REGIONAL governments and municipalities will not receive 100 percent of the income taxes paid by private individuals as they had hoped.
On September 21, the Slovak parliament rejected a proposal by opposition MPs to increase the share of income taxes paid by private individuals going into budgets of regional governments and municipalities from its current 93.8 percent to 100 percent.
Local government officials had hoped to partially patch the holes in the budgets of towns, villages and regional governments that have grown much larger due to the economic downturn, the SITA newswire wrote.
Milan Hort, Jozef Mikuš and Lucia Žitňanská from the Slovak Democratic and Christian Union (SDKÚ) proposed to allocate 75 percent of the collected taxes for municipalities and the remaining 25 percent to regional governments. Currently, the breakdown is 70.3 percent for municipalities and 23.5 percent for regional governments, with the remaining 6.2 percent staying with the state.
“Regional governments and municipalities are losing almost €140 million this year,” the opposition deputies wrote in their proposal. “Next year this sum will be as high as €207 million. Such a significant drop in income significantly endangers services provided by them to citizens.”
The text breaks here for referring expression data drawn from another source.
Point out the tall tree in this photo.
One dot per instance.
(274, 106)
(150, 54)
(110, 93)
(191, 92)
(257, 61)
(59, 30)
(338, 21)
The Finance Ministry has not completely rejected such a solution but it would prefer more focused aid. There are several solutions being discussed between the self-governments and the ministry. One of them is to select a group of the most-affected municipalities on the basis of some criteria and to extend help to them.
In its June prognosis, the Finance Ministry estimated that income taxes paid by private individuals would amount to €1.654 billion for 2009. Compared with 2008 this is a drop of over 9 percent. In the original budget for 2009, regional governments and municipalities were expecting to receive taxes exceeding €2 billion.